I remember putting down the receiver and hitting the stop button on the tape recorder. I’d recorded the conversation imagining us listening to it years later, thinking that after she got back and we’d been living together for a while, maybe we’d start to take each other for granted and we could play the tape, listen to this romantic conversation together; but once I’d really taped it, it was clear to me this would never happen. And indeed, even now that Masako really was here, sleeping quietly by my side every night, we’ve never listened to it. The moment I hit stop I regretted it, I didn’t know why, but I was convinced that nothing good would ever come of it, that it would only end up hurting me somewhere down the line, and I tried to forget I’d ever made it at all, even tried as much as possible to forget the conversation itself. But I couldn’t bring myself to actually destroy it, and so sometimes, like now, shaken awake by a tiny earthquake in the middle of the night and possessed by an odd mixture of disquiet and anticipation, half-exhilarated, unable to fall back asleep, I can’t stop myself from thinking back.
Exactly one hundred and two days after that call, the moment Masako appeared pushing a cartful of luggage through Narita, I believe my life up to that point reached its peak. I’d been imagining her emerging unadorned by any ethnic gewgaws from Peru, wearing just a simple ivory tank top and loose-fitting pants of vivid Mediterranean blue, her nails painted a softly shimmering gold, her lips touched with the lightest pink and her eyes shadowed pale green, that platinum bracelet of hers dangling from her right wrist, a cardboard-colored cloche perched on her head.

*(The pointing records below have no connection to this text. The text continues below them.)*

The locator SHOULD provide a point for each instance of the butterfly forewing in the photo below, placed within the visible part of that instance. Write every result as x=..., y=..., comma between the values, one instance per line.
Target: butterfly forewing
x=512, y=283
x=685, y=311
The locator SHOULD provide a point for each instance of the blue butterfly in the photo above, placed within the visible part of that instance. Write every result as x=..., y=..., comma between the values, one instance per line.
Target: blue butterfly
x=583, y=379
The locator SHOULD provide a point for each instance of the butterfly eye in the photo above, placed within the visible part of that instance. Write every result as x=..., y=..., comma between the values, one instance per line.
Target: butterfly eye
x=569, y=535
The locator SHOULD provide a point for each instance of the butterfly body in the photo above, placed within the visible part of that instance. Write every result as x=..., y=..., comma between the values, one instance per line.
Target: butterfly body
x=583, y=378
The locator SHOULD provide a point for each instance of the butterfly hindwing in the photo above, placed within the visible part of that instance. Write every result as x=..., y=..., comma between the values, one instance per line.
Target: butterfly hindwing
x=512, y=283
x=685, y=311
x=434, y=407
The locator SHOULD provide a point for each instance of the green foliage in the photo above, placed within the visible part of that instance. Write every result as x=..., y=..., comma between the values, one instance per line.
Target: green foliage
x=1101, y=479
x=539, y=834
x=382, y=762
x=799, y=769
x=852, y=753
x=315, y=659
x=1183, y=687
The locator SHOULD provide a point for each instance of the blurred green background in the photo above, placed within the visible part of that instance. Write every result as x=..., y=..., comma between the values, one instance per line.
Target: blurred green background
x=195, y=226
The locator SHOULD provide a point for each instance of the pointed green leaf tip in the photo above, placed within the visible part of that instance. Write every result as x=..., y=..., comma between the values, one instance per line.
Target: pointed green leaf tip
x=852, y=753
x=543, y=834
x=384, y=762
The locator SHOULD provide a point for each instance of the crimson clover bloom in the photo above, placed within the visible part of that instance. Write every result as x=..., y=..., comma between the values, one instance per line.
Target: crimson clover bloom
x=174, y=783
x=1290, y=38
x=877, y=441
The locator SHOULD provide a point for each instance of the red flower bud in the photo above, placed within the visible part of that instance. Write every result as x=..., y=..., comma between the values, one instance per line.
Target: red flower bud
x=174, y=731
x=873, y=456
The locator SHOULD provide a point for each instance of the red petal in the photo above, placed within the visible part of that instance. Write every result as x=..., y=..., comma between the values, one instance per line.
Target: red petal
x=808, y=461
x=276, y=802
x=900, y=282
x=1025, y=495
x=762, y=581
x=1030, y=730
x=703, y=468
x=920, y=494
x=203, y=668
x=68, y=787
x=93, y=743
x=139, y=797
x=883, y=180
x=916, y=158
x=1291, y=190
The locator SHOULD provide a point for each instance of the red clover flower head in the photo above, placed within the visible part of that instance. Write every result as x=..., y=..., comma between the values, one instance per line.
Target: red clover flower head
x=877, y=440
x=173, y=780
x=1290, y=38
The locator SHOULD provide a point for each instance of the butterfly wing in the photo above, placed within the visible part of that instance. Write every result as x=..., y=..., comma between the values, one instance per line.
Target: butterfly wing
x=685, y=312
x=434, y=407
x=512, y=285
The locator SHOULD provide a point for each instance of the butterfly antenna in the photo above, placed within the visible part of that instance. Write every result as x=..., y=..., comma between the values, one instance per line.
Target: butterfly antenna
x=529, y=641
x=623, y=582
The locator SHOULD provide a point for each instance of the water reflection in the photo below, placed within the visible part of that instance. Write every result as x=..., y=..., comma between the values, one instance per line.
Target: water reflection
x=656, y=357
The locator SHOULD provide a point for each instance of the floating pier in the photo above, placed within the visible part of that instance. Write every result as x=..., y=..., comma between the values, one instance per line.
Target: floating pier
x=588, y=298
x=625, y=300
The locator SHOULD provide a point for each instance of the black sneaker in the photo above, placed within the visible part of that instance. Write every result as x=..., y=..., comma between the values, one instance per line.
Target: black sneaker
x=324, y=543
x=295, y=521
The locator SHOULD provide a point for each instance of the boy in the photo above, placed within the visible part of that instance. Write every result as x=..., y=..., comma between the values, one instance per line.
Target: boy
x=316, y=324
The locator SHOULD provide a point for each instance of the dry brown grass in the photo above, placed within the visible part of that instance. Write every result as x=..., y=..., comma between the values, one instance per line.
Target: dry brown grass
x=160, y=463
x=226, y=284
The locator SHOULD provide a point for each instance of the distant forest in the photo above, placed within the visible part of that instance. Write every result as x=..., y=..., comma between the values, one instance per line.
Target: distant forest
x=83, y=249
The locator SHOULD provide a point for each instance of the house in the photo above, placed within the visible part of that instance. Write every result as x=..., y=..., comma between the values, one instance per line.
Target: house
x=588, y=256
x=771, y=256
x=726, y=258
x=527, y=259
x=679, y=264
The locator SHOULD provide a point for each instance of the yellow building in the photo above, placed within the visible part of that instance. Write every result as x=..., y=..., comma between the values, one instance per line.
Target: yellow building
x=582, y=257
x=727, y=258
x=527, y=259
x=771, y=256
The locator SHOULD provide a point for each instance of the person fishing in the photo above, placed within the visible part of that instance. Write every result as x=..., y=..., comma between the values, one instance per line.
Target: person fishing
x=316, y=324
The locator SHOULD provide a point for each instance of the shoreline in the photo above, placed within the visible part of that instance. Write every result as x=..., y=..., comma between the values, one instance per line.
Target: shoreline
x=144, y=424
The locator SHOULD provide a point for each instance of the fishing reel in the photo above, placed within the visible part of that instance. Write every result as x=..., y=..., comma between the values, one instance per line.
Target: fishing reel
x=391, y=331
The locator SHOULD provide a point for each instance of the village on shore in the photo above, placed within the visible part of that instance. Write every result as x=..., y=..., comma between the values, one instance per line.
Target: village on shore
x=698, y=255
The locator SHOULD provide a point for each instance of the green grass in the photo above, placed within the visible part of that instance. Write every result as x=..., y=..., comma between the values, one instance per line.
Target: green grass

And as it turned out, except for her wearing tight-fitting navy blue jeans, my predictions all came true. I told her as much right away, it was the first thing out of my mouth; her face lit up when she heard. “I was thinking the exact same thing!” She’d known I’d show up in these beige linen pants and this open-necked shirt made of Prussian blue Indian cotton, the ring she sent from Peru with the outline of a cat cut out of it adorning my right ring finger. It was what I’d worn to see her off the year before, and she’d thought, I bet that’s what Naru’s going to be wearing when he meets me, as if I’d only been gone a few minutes. So she decided to change into what she’d been wearing then too, and went into the bathroom in the airplane just before it touched down, changing out of the winter clothes she’d been wearing when she left Lima.